The FN cohort had a significantly higher risk of all-cause mortality than the AOM cohort, both before (HR 1.12 95% CI 1.045–1.196) and after adjustment (HR 1.26, 95% CI 1.178–1.351), and significantly higher risk of all cause-mortality 5 years post cancer diagnosis (HR 1.23, 95% CI 1.152–1.321) (Table 7). The FN cohort also had a higher risk of overall cancer-specific mortality in both the crude (HR 1.126, 95% CI 1.046–1.211), and adjusted models (HR 1.108, 95% CI 1.009–1.218), and in 5-year cancer-specific mortality (HR 1.099, 95% CI 1.001–1.207).
Table 7
Mortality Hazard Ratiosa
 
HR
95% CI
P-value
Crude All-Cause Mortality
1.119
1.045–1.196
0.0011
Adjusted All-Cause Mortality
1.262
1.178–1.351
< 0.0001
Adjusted All-Cause Mortality 5 Years Post-Diagnosis
1.234
1.152–1.321
< 0.0001
Crude Cancer-Specific Mortality
1.126
1.046–1.211
0.0015
Adjusted Cancer-Specific Mortality
1.108
1.009–1.218
0.0322
Adjusted Cancer-Specific Mortality 5 Years Post-Diagnosis
1.099
1.001–1.207
0.0487
aAdjusted models have controlled for age, sex, area of residence by RHA, area-level income, Charlson comorbidity index, and stage of cancer at time of diagnosis

Discussion

This study aimed to describe the characteristics of FN patients and AOM diagnosed with cancer between 2004 and 2011, and examine cancer incidence, site, stage at diagnosis, and mortality. Our results indicate that the FN cohort was significantly younger, and had a significantly higher Charlson Comorbidity Index compared to the AOM cohort. Although crude incidence rates among the FN cohort were half that of AOM, these differences were not sustained after adjusting for age, sex, income and area of residence. We found no significant trends in cancer incidence in either cohort over time. We did, however, find significant differences in cancer sites diagnosed between cohorts. Notably, our results show a higher proportion of FN patients diagnosed with cancer at stages III and IV than AOM, and a higher risk of all-cause mortality and cancer-specific mortality in the FN cohort.
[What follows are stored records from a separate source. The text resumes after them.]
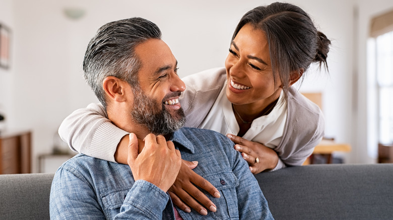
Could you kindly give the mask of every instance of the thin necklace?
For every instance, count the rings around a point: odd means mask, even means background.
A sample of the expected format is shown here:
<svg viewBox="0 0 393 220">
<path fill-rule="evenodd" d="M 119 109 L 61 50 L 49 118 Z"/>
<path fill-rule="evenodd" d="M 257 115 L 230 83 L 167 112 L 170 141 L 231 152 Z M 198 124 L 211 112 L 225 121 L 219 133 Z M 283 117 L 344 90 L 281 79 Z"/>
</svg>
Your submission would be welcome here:
<svg viewBox="0 0 393 220">
<path fill-rule="evenodd" d="M 261 116 L 265 116 L 267 113 L 268 113 L 269 112 L 270 112 L 272 109 L 275 106 L 276 106 L 276 103 L 277 102 L 277 100 L 278 100 L 278 98 L 276 100 L 276 101 L 273 101 L 271 104 L 271 105 L 270 107 L 268 109 L 267 111 L 265 111 L 263 114 Z M 240 120 L 241 120 L 242 122 L 243 122 L 243 124 L 251 124 L 252 123 L 252 122 L 254 121 L 253 119 L 251 122 L 247 122 L 246 121 L 244 121 L 243 120 L 243 119 L 241 118 L 241 117 L 240 117 L 240 115 L 239 114 L 238 112 L 237 112 L 237 110 L 236 110 L 236 108 L 235 107 L 235 106 L 233 105 L 233 104 L 232 104 L 232 108 L 233 108 L 233 110 L 235 111 L 235 113 L 236 113 L 236 115 L 237 115 L 237 116 L 239 117 L 239 118 L 240 119 Z"/>
</svg>

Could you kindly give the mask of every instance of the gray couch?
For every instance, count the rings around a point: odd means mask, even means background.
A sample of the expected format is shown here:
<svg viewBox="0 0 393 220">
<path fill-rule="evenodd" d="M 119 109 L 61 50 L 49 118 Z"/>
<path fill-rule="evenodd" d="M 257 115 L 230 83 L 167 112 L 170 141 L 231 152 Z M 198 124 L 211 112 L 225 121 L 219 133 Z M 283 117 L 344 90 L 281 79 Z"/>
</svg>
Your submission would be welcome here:
<svg viewBox="0 0 393 220">
<path fill-rule="evenodd" d="M 0 219 L 49 219 L 53 176 L 0 175 Z M 255 176 L 276 219 L 393 219 L 393 164 L 309 165 Z"/>
</svg>

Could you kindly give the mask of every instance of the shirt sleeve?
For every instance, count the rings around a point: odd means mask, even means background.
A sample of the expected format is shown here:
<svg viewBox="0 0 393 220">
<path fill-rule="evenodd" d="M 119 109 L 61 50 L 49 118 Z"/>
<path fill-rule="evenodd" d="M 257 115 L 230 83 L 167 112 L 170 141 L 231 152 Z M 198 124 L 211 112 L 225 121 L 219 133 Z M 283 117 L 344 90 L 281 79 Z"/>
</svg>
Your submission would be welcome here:
<svg viewBox="0 0 393 220">
<path fill-rule="evenodd" d="M 154 184 L 137 180 L 127 193 L 116 219 L 161 219 L 169 196 Z M 50 219 L 105 219 L 93 186 L 81 175 L 60 168 L 50 191 Z"/>
<path fill-rule="evenodd" d="M 91 103 L 67 117 L 60 125 L 58 134 L 74 151 L 115 162 L 117 145 L 128 133 L 112 124 L 102 104 Z"/>
<path fill-rule="evenodd" d="M 156 185 L 145 180 L 137 180 L 114 219 L 161 219 L 169 199 L 169 196 Z"/>
<path fill-rule="evenodd" d="M 234 158 L 232 170 L 239 180 L 236 193 L 240 219 L 273 219 L 268 201 L 247 162 L 239 152 L 231 151 Z"/>
</svg>

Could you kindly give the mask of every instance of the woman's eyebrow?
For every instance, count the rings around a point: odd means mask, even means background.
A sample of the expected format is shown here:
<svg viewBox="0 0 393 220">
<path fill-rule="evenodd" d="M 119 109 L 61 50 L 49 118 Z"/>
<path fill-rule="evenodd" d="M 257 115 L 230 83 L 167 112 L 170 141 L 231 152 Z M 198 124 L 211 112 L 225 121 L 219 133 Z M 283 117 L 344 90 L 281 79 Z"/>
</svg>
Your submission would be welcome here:
<svg viewBox="0 0 393 220">
<path fill-rule="evenodd" d="M 233 41 L 232 42 L 232 45 L 233 45 L 233 47 L 234 47 L 235 49 L 236 49 L 236 50 L 237 50 L 238 51 L 239 51 L 239 47 L 237 47 L 236 44 L 235 43 L 235 42 L 234 42 Z M 248 59 L 252 59 L 253 60 L 255 60 L 259 62 L 259 63 L 262 63 L 263 64 L 266 65 L 267 66 L 268 65 L 268 63 L 266 62 L 265 62 L 264 60 L 260 59 L 259 57 L 254 57 L 251 55 L 247 55 L 247 58 L 248 58 Z"/>
<path fill-rule="evenodd" d="M 266 63 L 266 62 L 265 62 L 264 61 L 264 60 L 263 60 L 262 59 L 260 59 L 259 58 L 256 57 L 254 57 L 254 56 L 251 56 L 251 55 L 247 55 L 247 57 L 248 59 L 252 59 L 253 60 L 255 60 L 257 61 L 258 61 L 258 62 L 260 62 L 260 63 L 262 63 L 263 64 L 266 65 L 267 66 L 268 65 L 268 64 Z"/>
</svg>

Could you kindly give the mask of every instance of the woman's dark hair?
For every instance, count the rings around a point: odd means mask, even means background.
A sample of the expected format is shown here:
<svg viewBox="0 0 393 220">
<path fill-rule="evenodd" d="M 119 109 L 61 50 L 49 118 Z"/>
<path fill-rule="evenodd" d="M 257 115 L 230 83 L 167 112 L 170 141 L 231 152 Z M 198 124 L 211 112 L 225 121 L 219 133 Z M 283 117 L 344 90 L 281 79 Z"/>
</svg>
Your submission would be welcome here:
<svg viewBox="0 0 393 220">
<path fill-rule="evenodd" d="M 331 41 L 316 30 L 308 15 L 302 9 L 287 3 L 275 3 L 255 8 L 240 20 L 232 40 L 246 24 L 266 34 L 275 83 L 278 78 L 283 83 L 285 99 L 287 99 L 290 73 L 304 72 L 313 62 L 326 62 Z"/>
</svg>

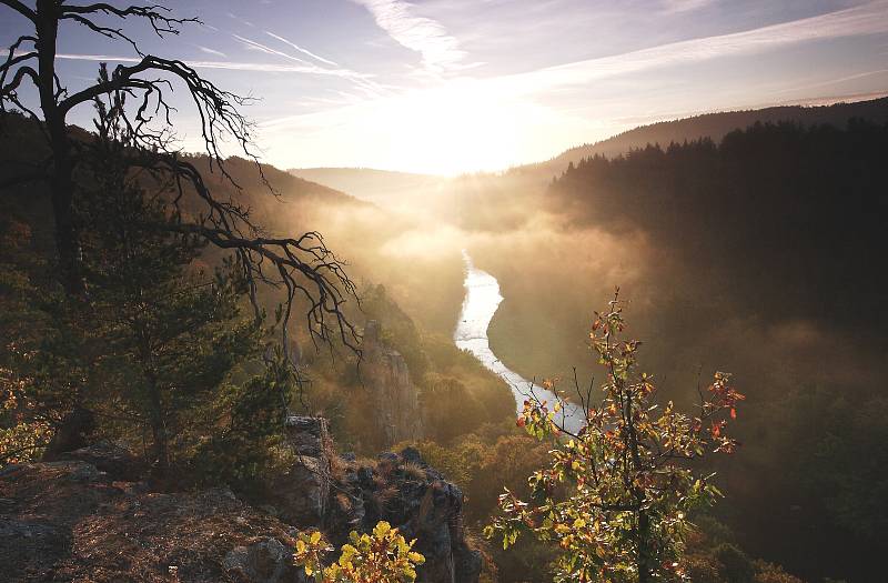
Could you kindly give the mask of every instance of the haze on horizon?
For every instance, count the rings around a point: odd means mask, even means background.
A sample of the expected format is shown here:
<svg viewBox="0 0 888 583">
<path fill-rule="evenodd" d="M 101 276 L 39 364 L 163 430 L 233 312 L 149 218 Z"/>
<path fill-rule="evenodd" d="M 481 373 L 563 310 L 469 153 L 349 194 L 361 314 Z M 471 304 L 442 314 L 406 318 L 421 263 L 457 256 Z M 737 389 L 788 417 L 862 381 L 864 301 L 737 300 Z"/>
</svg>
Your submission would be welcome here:
<svg viewBox="0 0 888 583">
<path fill-rule="evenodd" d="M 455 174 L 552 158 L 705 111 L 852 100 L 888 90 L 888 1 L 188 0 L 202 26 L 158 56 L 259 99 L 263 159 L 280 168 Z M 10 44 L 18 17 L 0 22 Z M 77 88 L 125 43 L 60 37 Z M 184 99 L 180 92 L 178 99 Z M 186 149 L 196 120 L 175 119 Z M 75 121 L 89 125 L 89 108 Z"/>
</svg>

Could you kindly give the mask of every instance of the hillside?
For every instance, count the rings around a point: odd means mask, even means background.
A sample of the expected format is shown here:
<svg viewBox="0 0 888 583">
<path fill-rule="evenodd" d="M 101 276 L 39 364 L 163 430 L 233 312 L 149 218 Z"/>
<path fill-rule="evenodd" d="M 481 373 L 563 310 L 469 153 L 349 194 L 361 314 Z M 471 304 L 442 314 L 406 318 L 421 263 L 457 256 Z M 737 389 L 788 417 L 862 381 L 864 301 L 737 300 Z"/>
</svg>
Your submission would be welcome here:
<svg viewBox="0 0 888 583">
<path fill-rule="evenodd" d="M 648 143 L 668 145 L 670 142 L 683 142 L 698 138 L 710 138 L 715 142 L 719 142 L 728 132 L 746 128 L 757 121 L 761 123 L 791 121 L 803 125 L 826 123 L 841 128 L 851 118 L 861 118 L 874 123 L 888 122 L 888 98 L 855 103 L 835 103 L 831 105 L 781 105 L 743 111 L 724 111 L 662 121 L 635 128 L 601 142 L 571 148 L 541 165 L 559 172 L 567 168 L 569 162 L 577 163 L 579 160 L 595 154 L 610 158 L 628 152 L 633 148 L 643 148 Z"/>
<path fill-rule="evenodd" d="M 290 174 L 381 207 L 410 207 L 442 191 L 447 178 L 372 168 L 294 168 Z"/>
</svg>

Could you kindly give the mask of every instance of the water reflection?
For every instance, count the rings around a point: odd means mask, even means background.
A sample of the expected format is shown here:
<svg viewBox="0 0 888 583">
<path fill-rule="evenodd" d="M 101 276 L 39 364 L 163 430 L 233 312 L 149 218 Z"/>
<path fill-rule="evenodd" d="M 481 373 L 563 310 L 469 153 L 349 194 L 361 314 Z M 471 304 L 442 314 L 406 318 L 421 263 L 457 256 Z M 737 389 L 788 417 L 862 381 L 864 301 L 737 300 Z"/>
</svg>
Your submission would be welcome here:
<svg viewBox="0 0 888 583">
<path fill-rule="evenodd" d="M 463 260 L 465 261 L 465 300 L 463 300 L 463 310 L 453 334 L 456 346 L 471 352 L 484 366 L 500 375 L 508 384 L 515 396 L 517 411 L 523 409 L 523 403 L 532 389 L 537 399 L 548 401 L 551 406 L 555 402 L 555 395 L 551 391 L 534 385 L 531 381 L 509 370 L 491 350 L 487 326 L 491 325 L 493 314 L 496 313 L 500 302 L 503 301 L 503 296 L 500 294 L 500 283 L 486 271 L 476 269 L 465 250 Z M 583 420 L 581 408 L 571 403 L 556 418 L 558 425 L 564 423 L 564 428 L 572 433 L 576 433 L 583 426 Z"/>
</svg>

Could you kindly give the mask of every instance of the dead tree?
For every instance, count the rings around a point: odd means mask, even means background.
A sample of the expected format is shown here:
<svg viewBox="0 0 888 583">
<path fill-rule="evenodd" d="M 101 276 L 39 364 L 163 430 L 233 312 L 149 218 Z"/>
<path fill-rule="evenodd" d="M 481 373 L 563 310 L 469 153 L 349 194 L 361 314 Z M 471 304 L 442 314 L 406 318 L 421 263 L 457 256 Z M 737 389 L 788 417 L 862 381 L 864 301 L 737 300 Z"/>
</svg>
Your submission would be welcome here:
<svg viewBox="0 0 888 583">
<path fill-rule="evenodd" d="M 40 179 L 49 184 L 60 274 L 68 293 L 80 295 L 84 292 L 80 241 L 73 217 L 77 197 L 73 177 L 79 158 L 67 128 L 68 114 L 77 107 L 92 105 L 97 99 L 129 98 L 135 107 L 124 110 L 123 118 L 133 145 L 133 164 L 171 177 L 179 189 L 176 204 L 189 190 L 196 193 L 203 205 L 202 212 L 189 214 L 189 218 L 179 213 L 178 220 L 167 228 L 198 235 L 212 245 L 230 250 L 249 283 L 256 314 L 260 313 L 259 284 L 284 290 L 281 326 L 284 351 L 289 346 L 286 324 L 297 298 L 307 301 L 305 318 L 313 341 L 329 343 L 339 339 L 356 351 L 356 330 L 343 312 L 343 304 L 355 296 L 355 288 L 342 262 L 326 248 L 321 235 L 316 232 L 297 238 L 265 234 L 244 205 L 215 198 L 200 171 L 178 155 L 174 149 L 171 139 L 173 109 L 167 93 L 175 86 L 184 86 L 201 121 L 211 170 L 221 172 L 234 183 L 225 170 L 221 152 L 222 140 L 233 138 L 261 172 L 261 165 L 251 151 L 251 124 L 239 111 L 249 99 L 218 88 L 183 61 L 144 53 L 123 28 L 107 24 L 119 20 L 122 27 L 122 21 L 137 20 L 150 26 L 159 37 L 165 37 L 179 34 L 182 26 L 199 23 L 199 20 L 175 18 L 168 8 L 157 4 L 118 8 L 105 2 L 74 3 L 65 0 L 36 0 L 30 4 L 20 0 L 0 0 L 0 6 L 17 12 L 31 28 L 9 47 L 6 61 L 0 64 L 0 108 L 18 108 L 38 120 L 44 131 L 51 159 L 41 172 L 29 172 L 19 179 Z M 69 90 L 62 84 L 56 68 L 59 28 L 65 23 L 80 24 L 95 34 L 128 43 L 140 60 L 131 66 L 117 66 L 112 71 L 103 66 L 94 84 Z M 20 97 L 24 83 L 37 88 L 38 107 L 29 107 Z"/>
</svg>

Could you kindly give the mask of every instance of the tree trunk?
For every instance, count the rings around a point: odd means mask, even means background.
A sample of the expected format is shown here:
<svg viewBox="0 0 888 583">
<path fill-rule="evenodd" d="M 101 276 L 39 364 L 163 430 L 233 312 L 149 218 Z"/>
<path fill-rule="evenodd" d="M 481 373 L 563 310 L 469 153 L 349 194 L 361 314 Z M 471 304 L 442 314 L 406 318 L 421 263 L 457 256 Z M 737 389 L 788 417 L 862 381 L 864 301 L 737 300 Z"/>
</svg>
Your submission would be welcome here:
<svg viewBox="0 0 888 583">
<path fill-rule="evenodd" d="M 56 218 L 60 278 L 69 295 L 82 295 L 85 287 L 80 269 L 80 241 L 72 208 L 74 164 L 65 114 L 59 110 L 56 94 L 56 46 L 59 33 L 57 10 L 57 0 L 37 2 L 38 91 L 52 150 L 50 192 Z"/>
<path fill-rule="evenodd" d="M 169 435 L 167 434 L 167 415 L 163 412 L 163 400 L 153 372 L 145 371 L 149 390 L 149 422 L 151 423 L 151 456 L 155 478 L 163 480 L 170 469 Z"/>
</svg>

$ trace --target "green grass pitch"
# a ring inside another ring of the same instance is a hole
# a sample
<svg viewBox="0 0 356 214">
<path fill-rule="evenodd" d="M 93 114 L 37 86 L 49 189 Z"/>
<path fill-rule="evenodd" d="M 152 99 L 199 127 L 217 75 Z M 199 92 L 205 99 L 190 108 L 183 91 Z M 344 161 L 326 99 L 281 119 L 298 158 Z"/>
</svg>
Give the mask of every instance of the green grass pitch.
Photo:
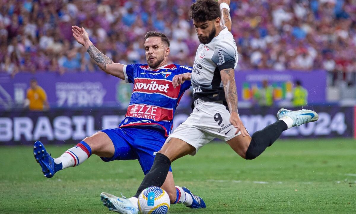
<svg viewBox="0 0 356 214">
<path fill-rule="evenodd" d="M 57 157 L 71 146 L 47 148 Z M 172 167 L 176 184 L 201 197 L 207 208 L 174 205 L 170 213 L 356 213 L 354 139 L 279 140 L 250 160 L 211 143 Z M 143 177 L 136 160 L 108 163 L 93 155 L 49 179 L 32 147 L 1 147 L 0 213 L 113 213 L 100 193 L 131 196 Z"/>
</svg>

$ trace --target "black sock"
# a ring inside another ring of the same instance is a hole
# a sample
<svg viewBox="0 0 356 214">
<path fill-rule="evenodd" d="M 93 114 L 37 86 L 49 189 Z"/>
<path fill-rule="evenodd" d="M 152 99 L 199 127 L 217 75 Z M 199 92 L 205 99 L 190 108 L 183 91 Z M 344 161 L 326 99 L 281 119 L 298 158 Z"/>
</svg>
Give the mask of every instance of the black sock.
<svg viewBox="0 0 356 214">
<path fill-rule="evenodd" d="M 271 146 L 279 137 L 282 132 L 287 130 L 288 128 L 284 121 L 278 120 L 262 130 L 255 132 L 252 135 L 251 142 L 246 152 L 246 159 L 251 160 L 257 157 L 267 147 Z"/>
<path fill-rule="evenodd" d="M 138 198 L 141 192 L 147 187 L 153 186 L 161 187 L 167 177 L 171 163 L 167 156 L 161 153 L 156 154 L 151 170 L 145 175 L 134 197 Z"/>
</svg>

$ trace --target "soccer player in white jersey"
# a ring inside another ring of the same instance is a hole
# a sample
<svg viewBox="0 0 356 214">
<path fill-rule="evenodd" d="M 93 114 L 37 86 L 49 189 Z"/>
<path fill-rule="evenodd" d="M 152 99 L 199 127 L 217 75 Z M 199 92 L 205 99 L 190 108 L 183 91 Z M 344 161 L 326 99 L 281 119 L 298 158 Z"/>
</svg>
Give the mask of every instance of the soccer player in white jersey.
<svg viewBox="0 0 356 214">
<path fill-rule="evenodd" d="M 227 1 L 227 3 L 229 3 Z M 198 48 L 191 76 L 174 77 L 174 86 L 190 80 L 193 87 L 194 109 L 187 120 L 168 137 L 156 155 L 135 197 L 149 187 L 160 187 L 172 162 L 199 148 L 215 138 L 224 140 L 240 156 L 253 159 L 292 127 L 316 121 L 316 113 L 309 110 L 282 109 L 278 120 L 250 136 L 237 111 L 234 70 L 237 62 L 236 45 L 231 34 L 229 4 L 214 0 L 197 0 L 191 6 L 190 17 L 201 44 Z M 230 22 L 225 26 L 223 20 Z"/>
</svg>

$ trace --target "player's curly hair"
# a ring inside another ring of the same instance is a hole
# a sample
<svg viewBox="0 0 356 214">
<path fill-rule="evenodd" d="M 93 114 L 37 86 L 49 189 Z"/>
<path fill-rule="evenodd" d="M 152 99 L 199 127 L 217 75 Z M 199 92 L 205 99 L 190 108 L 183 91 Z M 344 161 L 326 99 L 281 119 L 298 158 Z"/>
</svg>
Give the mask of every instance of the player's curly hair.
<svg viewBox="0 0 356 214">
<path fill-rule="evenodd" d="M 214 20 L 221 16 L 220 6 L 215 0 L 197 0 L 190 6 L 189 16 L 197 22 Z"/>
<path fill-rule="evenodd" d="M 169 47 L 169 40 L 167 37 L 167 36 L 162 33 L 159 33 L 155 30 L 149 31 L 147 32 L 146 35 L 145 35 L 145 40 L 147 39 L 147 38 L 152 37 L 153 36 L 157 36 L 161 38 L 162 40 L 162 41 L 166 42 L 168 45 L 168 47 Z"/>
</svg>

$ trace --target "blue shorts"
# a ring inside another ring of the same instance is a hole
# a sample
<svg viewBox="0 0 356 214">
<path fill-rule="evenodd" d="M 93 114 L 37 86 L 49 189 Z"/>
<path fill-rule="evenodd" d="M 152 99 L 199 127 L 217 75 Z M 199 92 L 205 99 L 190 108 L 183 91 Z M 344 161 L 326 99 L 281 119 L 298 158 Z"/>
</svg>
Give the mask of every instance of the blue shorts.
<svg viewBox="0 0 356 214">
<path fill-rule="evenodd" d="M 101 130 L 112 141 L 115 153 L 111 158 L 100 157 L 104 161 L 138 160 L 146 174 L 153 163 L 156 153 L 161 150 L 166 137 L 163 131 L 147 127 L 108 129 Z M 172 171 L 169 168 L 169 171 Z"/>
</svg>

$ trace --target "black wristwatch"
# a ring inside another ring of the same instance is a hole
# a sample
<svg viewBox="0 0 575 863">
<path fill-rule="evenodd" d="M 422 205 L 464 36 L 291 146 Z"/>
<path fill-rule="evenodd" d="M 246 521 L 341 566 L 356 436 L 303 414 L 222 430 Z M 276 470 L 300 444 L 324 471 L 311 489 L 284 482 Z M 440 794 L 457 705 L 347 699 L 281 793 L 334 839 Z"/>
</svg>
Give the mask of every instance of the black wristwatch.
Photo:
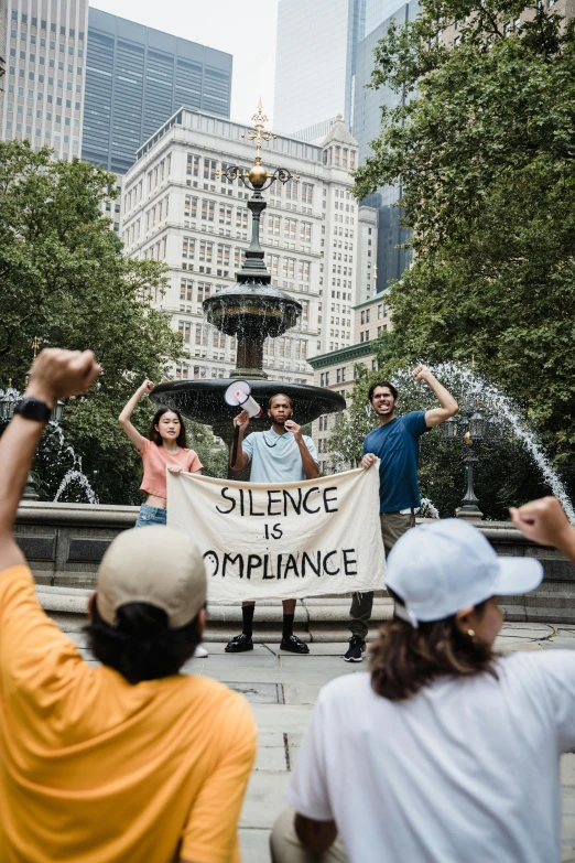
<svg viewBox="0 0 575 863">
<path fill-rule="evenodd" d="M 14 413 L 20 413 L 26 420 L 35 420 L 36 422 L 50 422 L 52 411 L 45 401 L 40 399 L 33 399 L 31 396 L 25 396 L 17 403 Z"/>
</svg>

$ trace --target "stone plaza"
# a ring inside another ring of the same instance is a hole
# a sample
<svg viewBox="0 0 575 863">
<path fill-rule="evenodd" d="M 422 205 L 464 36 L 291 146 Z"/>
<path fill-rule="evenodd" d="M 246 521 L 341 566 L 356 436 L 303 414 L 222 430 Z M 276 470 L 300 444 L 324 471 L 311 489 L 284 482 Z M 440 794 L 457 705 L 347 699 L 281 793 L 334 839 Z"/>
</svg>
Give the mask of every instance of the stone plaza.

We found that the proportion of prostate, bladder, and uterine cancers were significantly lower in the FN cohort, while the proportion of cervical, colorectal and kidney cancers were significantly higher in the FN cohort compared to AOM. Elsewhere in Canada, incidence of bladder, breast and uterine cancers and melanoma were lower among FN people in Ontario [7], and lower incidence of breast and prostate cancers were found among FN people in British Columbia [6]. A significantly higher incidence of colorectal and cervical cancers have been found among FN people in British Columbia and Manitoba [6, 9, 11], and a significantly higher incidence of colorectal, kidney and cervical cancers among FN people in Ontario [5, 7]. Differences in cancer incidence may be related to genetic risk or environmental exposures, however, we wish to draw attention to alternative factors that may explain, in part, some of these differences. Higher proportions of cervical cancer among FN women may suggest poor access to screening services, which identify pre-cancerous changes that can be treated to prevent cancer. A recent meta-analysis found increased risk of invasive cervical cancer and cervical cancer-related mortality among Indigenous women compared to non-Indigenous women, yet no increased risk of cervical dysplasia or carcinoma in situ (precursors to cervical cancer) [30]. These results suggest “structural, social, or individual barriers to screening, rather than baseline risk factors, are influencing poor health outcomes” [30, p148].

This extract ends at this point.